Know The Answer Quotes (9 quotes)
I hope that in 50 years we will know the answer to this challenging question: are the laws of physics unique and was our big bang the only one? … According to some speculations the number of distinct varieties of space—each the arena for a universe with its own laws—could exceed the total number of atoms in all the galaxies we see. … So do we live in the aftermath of one big bang among many, just as our solar system is merely one of many planetary systems in our galaxy? (2006)
In 'Martin Rees Forecasts the Future', New Scientist (18 Nov 2006), No. 2578.
I spent most of a lifetime trying to be a mathematician—and what did I learn. What does it take to be one? I think I know the answer: you have to be born right, you must continually strive to become perfect, you must love mathematics more than anything else, you must work at it hard and without stop, and you must never give up.
In I Want to be a Mathematician: an Automathography (1985), 400.
I think there probably is life, maybe primitive life, in outer space. There might be very primitive life in our solar system—single-cell animals, that sort of thing. We may know the answer to that in five or ten years. There is very likely to be life in other solar systems, in planets around other stars. But we won’t know about that for a long time.
Interview conducted on Scholastic website (20 Nov 1998).
I’m very intense in my work. At any given moment, I think I know the answer to some problem, and that I’m right. Since science is the only self-correcting human institution I know of, you should not be frightened to take an extreme stand, if that causes the stand to be examined more thoroughly than it might be if you are circumspect. I’ve always been positive about the value of the Hubble constant, knowing full well that it probably isn’t solved.
As quoted in John Noble Wilford, 'Sizing up the Cosmos: An Astronomers Quest', New York Times (12 Mar 1991), C10.
Now that we know nature thoroughly, a child can see that in making experiments we are simply paying nature compliments. It is no more than a ceremonial ritual. We know the answers in advance. We consult nature in the same way as great rulers consult their parliaments.
Aphorism 67 in Notebook E (1775-1776), as translated by R.J. Hollingdale in Aphorisms (1990). Reprinted as The Waste Books (2000), 73.

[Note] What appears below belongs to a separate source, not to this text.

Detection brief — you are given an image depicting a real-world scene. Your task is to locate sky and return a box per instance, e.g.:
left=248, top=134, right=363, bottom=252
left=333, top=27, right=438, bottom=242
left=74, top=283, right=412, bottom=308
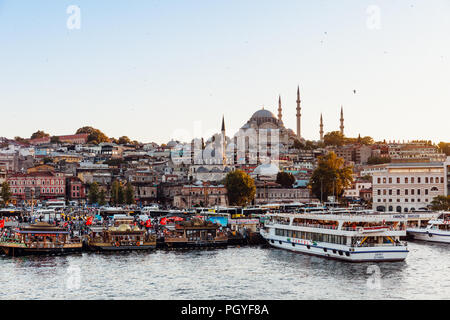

One of the big misapprehensions about mathematics that we perpetrate in our classrooms is that the teacher always seems to know the answer to any problem that is discussed. This gives students the idea that there is a book somewhere with all the right answers to all of the interesting questions, and that teachers know those answers. And if one could get hold of the book, one would have everything settled. That’s so unlike the true nature of mathematics.
As quoted in L.A. Steen and D.J. Albers (eds.), Teaching Teachers, Teaching Students (1981), 89.
Scientists repeatedly return to established theories to test them in new ways, and tend towards testiness with those priests, religious or secular, who know the answers already—whatever the questions are.
With co-author Jack Cohen. In Terry Pratchett, Ian Stewart and Jack Cohen, Chap. 10, 'The Shape of Things', The Science of Discworld (1999), 78. Pratchett wrote the fantasy story told in the odd-numbered chapters. Following each, relevant real science is provided by his co-authors, Stewart and Cohen, in the even-numbered chapters (such as Chap. 10), but which of the two wrote which lines, is not designated.
The spectacular thing about Johnny [von Neumann] was not his power as a mathematician, which was great, or his insight and his clarity, but his rapidity; he was very, very fast. And like the modern computer, which no longer bothers to retrieve the logarithm of 11 from its memory (but, instead, computes the logarithm of 11 each time it is needed), Johnny didn’t bother to remember things. He computed them. You asked him a question, and if he didn’t know the answer, he thought for three seconds and would produce and answer.
From interview with Donald J. Albers. In John H. Ewing and Frederick W. Gehring, Paul Halmos Celebrating 50 Years of Mathematics (1991), 9.
Wheeler’s First Moral Principle: Never make a calculation until you know the answer. Make an estimate before every calculation, try a simple physical argument (symmetry! invariance! conservation!) before every derivation, guess the answer to every paradox and puzzle. Courage: No one else needs to know what the guess is. Therefore make it quickly, by instinct. A right guess reinforces this instinct. A wrong guess brings the refreshment of surprise. In either case life as a spacetime expert, however long, is more fun!
In E.F. Taylor and J.A. Wheeler, Spacetime Physics (1992), 20.